📌 The course covers the fundamentals of creating effective prompts and best practices.
🧩 Two fundamental principles for prompt creation are clear and specific instructions and giving the model time to think.
📝 Practical tactics include delimiting prompts with quotation marks and requesting structured outputs.
📝 Using the tactic of asking the model to confirm if conditions are met can help verify if the model understood the request correctly.
🧩 By providing specific instructions, the chat GPT model can generate steps based on the given text.
❓ Asking the model to confirm if conditions are met is a useful tactic to reduce the risk of receiving an incorrect response.
The tactic of offering an example of the expected result helps the language model understand what is expected.
Providing examples in a consistent style helps produce accurate and relevant responses.
Using alternative options in explanations can enhance understanding and engagement.
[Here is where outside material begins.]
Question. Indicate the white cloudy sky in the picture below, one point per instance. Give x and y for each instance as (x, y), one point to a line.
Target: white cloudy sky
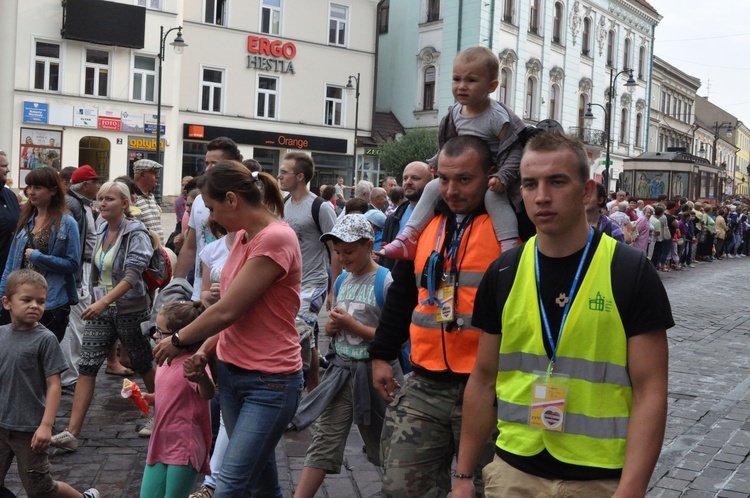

📝 Writing clear and specific instructions is the first key principle in creating effective prompts.
⏳ Giving the model time to think is the second key principle, and it can be done by specifying the steps to complete a task and asking the model to work on its own solution.
💡 Providing examples and downloadable programs for practice is recommended throughout the course.
🔑 The video discusses the importance of verifying equation results before providing an answer.
📝 Two best practices for creating effective prompts are evaluating and modifying the response to obtain accurate results, and summarizing the prompt in different ways.
💡 Different types of summaries, such as summary, compendium, and extract, yield varying results and should be chosen based on specific needs.
🔑 Prompt engineering involves the use of good practices to improve prompts and achieve desired outcomes.
🔍 Inference is the process of using available information to draw conclusions, and in the context of chat GPT, it helps analyze a text's main theme, tone, purpose, target audience, and historical/social context.
💡 A practical example of the use of inference is extracting and analyzing reviews of a product from Amazon to determine the general sentiment, positive and negative opinions, main advantages, and main disadvantages.
📝 Creating effective prompts using the copy-paste method on Amazon reviews in chat gpt.
👍 Positive sentiment and advantages of an economical temporary repair solution, while acknowledging the glue's potential loss of effectiveness and some users' desire for cutting guides.
💡 Impressive ability of chat gpt to infer information from Amazon reviews, utilizing techniques learned in the course to generate useful results.